Prices of homes for sale increased locally, as if you didn't know

In case you did not see the L.A. Times, home prices increased 24.7% year over year.  And not just for homes in Burbank, Toluca Lake or Studio City either -- this is an average of five counties.  L.A. county home prices increased 30.2% to an average of $410,000 per house.  Here's the link to the article.

Friday, June 07, 2013

621 N. Keystone in Burbank closed today

621 N. Keystone in Burbank closed today for $607,500.  It originally went into escrow at $615,000 but there were some needed repairs that lowered the price.  We held our breath on the appraisal but it came in to value and is now the highest price by square foot in the neighborhood. The sellers are wonderful and the buyers are, too.  It was something extremely rare -- a smooth escrow (very unusual these days).  I hope the buyers and their baby daughter will be very happy in their new house and I wish my wonderful seller clients the best of luck, too!  Thanks to Gary Mazziotti, my partner on this transaction, and the terrific buyers' agents too.

Thursday, June 06, 2013

New interest rates and new r.e. stats

Yes, interest rates went up this week.  Again.  Conforming loan rates are now hovering around 4.2%-4.3%. The lenders that I've spoken with don't expect them to go down much in the near future, if at all.  They are still at historic lows, but that probably doesn't make you feel much better if you're a buyer.

And here are some interesting local stats from California Association of Realtors:
- From 2001 - 2007, all-cash purchases were about 6.2%-8.4% of total sales,
- In April 2013, all cash purchases were 29.3% of total sales,
- 27% of California sales are to non-U.S. citizens,
- 66% of investor buyers are holding for the long term,
- 75% plan to hold for about 6 years,
- 25% are flippers,
- 67% investors are paying cash,
- For those who sell, the return on investment is around 14%,
- 78% of investor purchases were single family homes,
- 14% were multi-family homes.

Will this all change? Of course.  When? I don't know.  But the real estate market has really surprised all of us with its quick turn arounds in the last few years.

Tuesday, June 04, 2013

Real estate in Spain

Just what you wanted to know -- how's the real estate market in Spain?  Well, since I was there last week I'm able to tell you.  The Spanish economy is not good.  Unemployment is really, really high and of course the Spanish are experiencing somewhat of the same kind of real estate market that we did in 2008+.  A lot of smaller areas have new developments that are unsold and, in some cases, not even finished.  The picture above is of a town in Don Quixote country.

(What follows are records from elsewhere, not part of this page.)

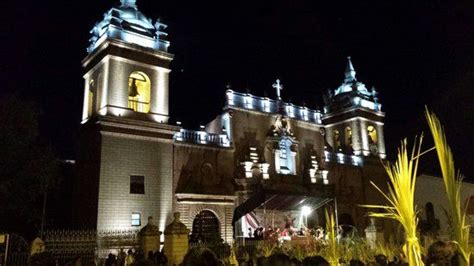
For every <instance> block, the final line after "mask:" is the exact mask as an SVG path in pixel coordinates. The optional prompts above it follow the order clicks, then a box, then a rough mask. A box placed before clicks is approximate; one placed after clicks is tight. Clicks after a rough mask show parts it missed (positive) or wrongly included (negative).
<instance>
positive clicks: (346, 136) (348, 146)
mask: <svg viewBox="0 0 474 266" xmlns="http://www.w3.org/2000/svg"><path fill="white" fill-rule="evenodd" d="M344 136H345V139H346V141H345V144H346V147H351V146H352V128H350V127H346V129H345V133H344Z"/></svg>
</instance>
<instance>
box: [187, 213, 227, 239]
mask: <svg viewBox="0 0 474 266" xmlns="http://www.w3.org/2000/svg"><path fill="white" fill-rule="evenodd" d="M219 238H220V233H219V220H218V219H217V217H216V215H215V214H214V213H213V212H211V211H209V210H203V211H201V212H199V213H198V214H197V215H196V217H195V218H194V221H193V231H192V240H194V241H203V242H205V241H209V240H213V239H219Z"/></svg>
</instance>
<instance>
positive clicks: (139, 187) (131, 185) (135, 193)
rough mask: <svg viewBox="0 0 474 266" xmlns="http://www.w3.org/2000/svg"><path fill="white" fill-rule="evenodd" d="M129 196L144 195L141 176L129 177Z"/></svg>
mask: <svg viewBox="0 0 474 266" xmlns="http://www.w3.org/2000/svg"><path fill="white" fill-rule="evenodd" d="M130 194H145V177H144V176H142V175H131V176H130Z"/></svg>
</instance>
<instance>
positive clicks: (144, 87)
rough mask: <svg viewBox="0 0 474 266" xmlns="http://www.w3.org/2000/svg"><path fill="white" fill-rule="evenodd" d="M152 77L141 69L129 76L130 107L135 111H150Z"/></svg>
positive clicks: (129, 94)
mask: <svg viewBox="0 0 474 266" xmlns="http://www.w3.org/2000/svg"><path fill="white" fill-rule="evenodd" d="M150 88H151V84H150V79H149V78H148V76H147V75H146V74H145V73H143V72H139V71H135V72H132V74H130V77H129V78H128V108H131V109H132V110H133V111H135V112H140V113H148V112H149V111H150Z"/></svg>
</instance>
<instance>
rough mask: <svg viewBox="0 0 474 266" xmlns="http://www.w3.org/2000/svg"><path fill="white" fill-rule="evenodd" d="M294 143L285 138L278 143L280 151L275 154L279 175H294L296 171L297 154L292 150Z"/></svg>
mask: <svg viewBox="0 0 474 266" xmlns="http://www.w3.org/2000/svg"><path fill="white" fill-rule="evenodd" d="M292 145H293V142H292V140H291V139H290V138H287V137H283V138H282V139H281V140H280V141H279V142H278V150H276V151H275V152H276V153H275V155H276V156H275V170H276V172H277V173H279V174H283V175H294V174H296V169H295V160H296V158H295V155H296V154H295V153H294V152H293V150H292Z"/></svg>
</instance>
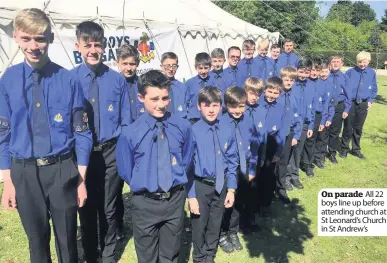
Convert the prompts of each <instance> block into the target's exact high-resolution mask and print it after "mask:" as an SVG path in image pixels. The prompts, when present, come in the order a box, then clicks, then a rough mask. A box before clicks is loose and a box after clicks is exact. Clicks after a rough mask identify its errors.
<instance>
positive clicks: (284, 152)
mask: <svg viewBox="0 0 387 263" xmlns="http://www.w3.org/2000/svg"><path fill="white" fill-rule="evenodd" d="M293 137H294V130H293V129H291V130H290V133H289V135H288V136H287V137H286V141H285V144H284V147H283V148H282V153H281V157H280V160H279V161H278V163H277V167H276V172H275V175H276V188H277V191H278V190H284V189H285V182H286V177H287V167H288V164H289V159H290V155H291V153H292V148H293V147H292V140H293Z"/></svg>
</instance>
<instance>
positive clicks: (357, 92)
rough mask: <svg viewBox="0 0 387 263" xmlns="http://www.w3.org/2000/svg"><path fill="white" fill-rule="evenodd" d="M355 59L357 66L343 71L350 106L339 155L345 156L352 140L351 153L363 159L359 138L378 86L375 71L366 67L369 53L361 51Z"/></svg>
mask: <svg viewBox="0 0 387 263" xmlns="http://www.w3.org/2000/svg"><path fill="white" fill-rule="evenodd" d="M356 61H357V66H356V67H354V68H351V69H349V70H348V71H347V72H346V73H345V75H347V76H348V83H349V84H348V88H349V89H350V92H351V93H352V95H351V98H352V107H351V110H350V112H349V116H348V118H346V119H345V120H344V129H343V135H342V139H341V151H340V157H346V156H347V153H348V152H349V151H350V150H349V142H350V141H352V151H351V154H352V155H354V156H356V157H358V158H360V159H365V157H364V155H363V154H362V153H361V151H360V150H361V147H360V138H361V135H362V133H363V125H364V122H365V120H366V118H367V114H368V110H369V109H370V108H371V106H372V103H373V102H374V100H375V98H376V95H377V93H378V86H377V84H376V74H375V71H374V70H373V69H371V68H370V67H368V65H369V63H370V62H371V54H370V53H369V52H365V51H362V52H360V53H359V54H357V56H356Z"/></svg>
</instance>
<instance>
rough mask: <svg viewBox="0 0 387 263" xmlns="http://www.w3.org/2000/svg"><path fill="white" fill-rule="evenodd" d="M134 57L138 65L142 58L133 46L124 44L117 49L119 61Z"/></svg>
mask: <svg viewBox="0 0 387 263" xmlns="http://www.w3.org/2000/svg"><path fill="white" fill-rule="evenodd" d="M129 57H133V58H134V60H135V61H136V63H137V65H138V64H139V62H140V57H139V53H138V50H137V48H135V47H134V46H132V45H128V44H124V45H122V46H120V47H119V48H117V60H120V59H127V58H129Z"/></svg>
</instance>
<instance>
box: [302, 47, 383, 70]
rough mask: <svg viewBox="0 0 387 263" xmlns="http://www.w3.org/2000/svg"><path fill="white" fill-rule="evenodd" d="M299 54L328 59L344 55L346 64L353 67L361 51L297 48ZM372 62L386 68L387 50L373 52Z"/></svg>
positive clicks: (312, 56) (355, 64)
mask: <svg viewBox="0 0 387 263" xmlns="http://www.w3.org/2000/svg"><path fill="white" fill-rule="evenodd" d="M297 53H298V55H300V56H307V57H309V58H311V59H314V58H320V59H321V58H323V59H327V58H329V57H330V56H333V55H337V54H339V55H342V56H343V57H344V66H347V67H352V66H354V65H356V55H357V54H358V53H359V52H357V51H330V50H322V51H315V50H300V49H299V50H297ZM371 58H372V60H371V63H370V66H371V67H372V68H374V69H376V68H379V69H384V62H385V61H387V52H384V53H375V52H371Z"/></svg>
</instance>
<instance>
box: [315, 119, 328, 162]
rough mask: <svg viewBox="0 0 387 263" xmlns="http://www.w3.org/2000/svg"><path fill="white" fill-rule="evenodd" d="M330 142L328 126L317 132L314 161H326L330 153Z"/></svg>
mask: <svg viewBox="0 0 387 263" xmlns="http://www.w3.org/2000/svg"><path fill="white" fill-rule="evenodd" d="M324 126H325V125H324ZM328 142H329V132H328V128H327V127H324V129H323V130H322V131H320V132H318V134H317V139H316V148H315V153H314V161H322V162H323V161H324V159H325V156H326V155H327V154H328Z"/></svg>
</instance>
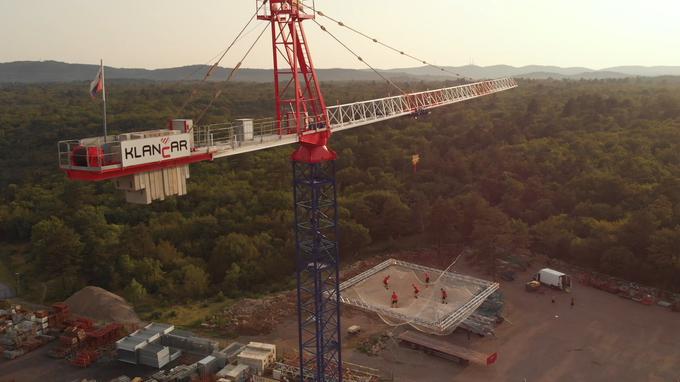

...But of course, in the highly desirable centers of the bigger cities, premium apartments and homes in the bigger cities are going up in price.  Sound familiar?

But what of all those lovely character homes in the centers of the old cities? Wouldn't it just be fabulous to own one of those? Apparently, nobody wants them.  There is no place to park.  The streets are just a few feet wide.  (Imagine trying to get your brand-new front-loading washer dryer set delivered.)  All electrical wiring is on the outside of the building.  It's a real problem to get anything fixed as the municipalities won't let you make changes to the outside of the residential buildings.  Sellers have to hang for-sale signs from their windows as there are no yards to put posts in (see above).  So as interesting as this all was, I think I'll stick to San Fernando Valley real estate for now.